From under mushrooms? The Guelen king refused us any but our house guard.”
“Send those you can,” Tristen said, “and they’ll learn.”
“Give His Grace at least some with the skill,” Crissand suggested, “and the rest, as likely as we can find. His Grace has no house of his own. Where is he to get them, if not from us?”
“Where will they lodge?” Azant asked. “The Guelens have the barracks.”
The vision of a second barracks suggested a solution: a barracks might stand… had stood… Tristen drew in a breath, having suddenly a location in the South Court in mind, and wondered where they should find the stone… but on a second, more sober thought, simple timber would serve and make warm walls, and timber stood available on the nearest hillcrest—
If, that was, they could spare workmen from carving eagles and embellishing doors that were otherwise sound enough.
“I’ve workmen enough to raise a new barracks,” Tristen said, “and the men you send will camp in the guardroom and the stairs and in the lower hall until there’s a place, and help the workmen… and master Haman. We’ll have our allies here by Midwinter, and all their horses.” He drew a breath. “So. Let’s do everything we’ve promised, and see that we’re ready for what comes.”
“His Reverence is here,” Uwen said, when he had settled in his apartment to sort through the pile of the letters, and indeed he was, a shy presence at Owen’s side, a shy one in the gray space, unmasked, and honest at the moment, though he had never detected it before.
Of all priests he knew, save Emuin, who maintained he was not a priest anyway, this was the only one such he recollected: this one had the gift, a faint one, or one secret by nature. If so, there was some strength in it.
“We were learning Tasmôrden sent to some of us,” Tristen said. “Did he send to you, sir? Or has any other we might wish to know about? We’ve collected letters, all sorts of letters, which came from the north, and you may have some of your own.”
The abbot bowed, and bowed again, white-faced. “Your Grace,” he said in a faint voice, and then took several breaths before starting over. “Your Grace… yes.”
“And what did you answer?”
“Nothing,” said the abbot. “I sent no answer. And if the lord across the river should send again, I would tell Your Grace immediately, on my oath.”
“Are you telling me the truth?” Tristen asked, listening in both realms, and the abbot nodded and bowed fervently.
“On my life, my lord, on my life and on my faith, I tell you the truth.”

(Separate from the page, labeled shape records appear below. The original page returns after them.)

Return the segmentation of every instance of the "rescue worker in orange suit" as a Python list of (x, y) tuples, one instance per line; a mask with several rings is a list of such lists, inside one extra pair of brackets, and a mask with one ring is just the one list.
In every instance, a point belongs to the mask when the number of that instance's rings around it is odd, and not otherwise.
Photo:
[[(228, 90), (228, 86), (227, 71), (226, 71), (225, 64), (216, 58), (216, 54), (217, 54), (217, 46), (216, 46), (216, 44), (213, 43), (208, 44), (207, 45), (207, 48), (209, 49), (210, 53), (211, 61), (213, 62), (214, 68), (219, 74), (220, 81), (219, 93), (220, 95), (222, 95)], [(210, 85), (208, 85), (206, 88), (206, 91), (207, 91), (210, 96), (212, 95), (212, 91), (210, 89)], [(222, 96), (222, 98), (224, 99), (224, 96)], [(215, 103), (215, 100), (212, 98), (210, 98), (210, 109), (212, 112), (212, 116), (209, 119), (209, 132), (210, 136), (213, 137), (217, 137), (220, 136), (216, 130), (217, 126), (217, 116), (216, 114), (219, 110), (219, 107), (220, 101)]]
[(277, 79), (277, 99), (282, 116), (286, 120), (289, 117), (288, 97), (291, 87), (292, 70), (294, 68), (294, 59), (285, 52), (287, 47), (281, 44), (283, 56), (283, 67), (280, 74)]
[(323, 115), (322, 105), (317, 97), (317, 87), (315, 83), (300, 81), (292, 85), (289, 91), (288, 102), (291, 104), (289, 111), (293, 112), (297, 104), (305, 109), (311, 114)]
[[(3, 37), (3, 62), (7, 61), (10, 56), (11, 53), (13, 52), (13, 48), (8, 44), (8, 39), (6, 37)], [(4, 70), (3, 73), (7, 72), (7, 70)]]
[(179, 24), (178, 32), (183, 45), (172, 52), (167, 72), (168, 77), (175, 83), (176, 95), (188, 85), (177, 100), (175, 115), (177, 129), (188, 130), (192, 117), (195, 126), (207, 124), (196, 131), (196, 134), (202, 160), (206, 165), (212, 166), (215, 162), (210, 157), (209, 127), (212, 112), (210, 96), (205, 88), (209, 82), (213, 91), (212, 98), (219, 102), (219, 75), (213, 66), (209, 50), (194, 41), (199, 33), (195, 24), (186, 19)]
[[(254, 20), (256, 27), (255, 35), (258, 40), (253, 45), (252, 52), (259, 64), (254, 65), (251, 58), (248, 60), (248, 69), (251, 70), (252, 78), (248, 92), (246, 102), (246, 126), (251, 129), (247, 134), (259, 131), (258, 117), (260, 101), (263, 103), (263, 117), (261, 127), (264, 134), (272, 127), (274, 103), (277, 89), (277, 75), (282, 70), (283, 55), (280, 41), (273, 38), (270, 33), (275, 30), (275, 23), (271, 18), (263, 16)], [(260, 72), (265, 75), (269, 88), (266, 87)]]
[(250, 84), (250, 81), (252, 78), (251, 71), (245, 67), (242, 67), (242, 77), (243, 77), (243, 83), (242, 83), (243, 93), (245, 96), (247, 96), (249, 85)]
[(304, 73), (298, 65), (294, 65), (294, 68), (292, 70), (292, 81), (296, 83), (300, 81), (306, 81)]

It was the truth, at least that the abbot had not betrayed him. The gift glimmered faintly, ever so faintly, full of fear, and there was no deception in the gray space.
“And have you heard from other men?” Tristen asked.
“From Earl Crissand’s father,” the abbot said anxiously. “From the old earl. And him I upheld. The king’s viceroy I cursed,” the abbot added on a little breath, “and all his men.”
“Don’t curse the Guelens,” Tristen said mildly, “since all the Guelens we have left are mine and choose to be here, and Uwen, beside you, is Guelen. Don’t wish ill at all, sir. You can, and I strongly wish you will not.”
“ Yes, Your Grace.”
Blessings and curses alike had abounded in Efanor’s little Quinalt book of devotions. But that book declared they all flowed to and from the gods.
He was not so sure they did not flow from men like this, a slight wizard, a whisper of a wizard, less even than Her Grace, but gifted with a hard, single-minded devotion and a steady purpose. He peeled through it like layers of an onion, bruising nothing, laying bare the heart.
“Go to master Emuin,” Tristen said to the abbot, “immediately, and help him in any way he asks. You’ve helped him before. Help him now.”
“My gracious lord,” the abbot said, still white-faced, and bowed, and sought his leave. Uwen took him toward the door.
So there was a man in the midst of all Crissand’s father had done; and by the letters he had, he knew this man had sheltered noble and common folk alike when the viceroy’s justice was for hanging them.
“Who are these nuns?” he asked on a sudden recollection. “Emuin said there were nuns.”
With women he had had very little to do, and nothing Unfolded to him to tell him whether that was common or not, or whether the gods, whom the Quinalt book said considered women as vessels and not as capable of acting, were quite the same for the Bryaltines. It all eluded him.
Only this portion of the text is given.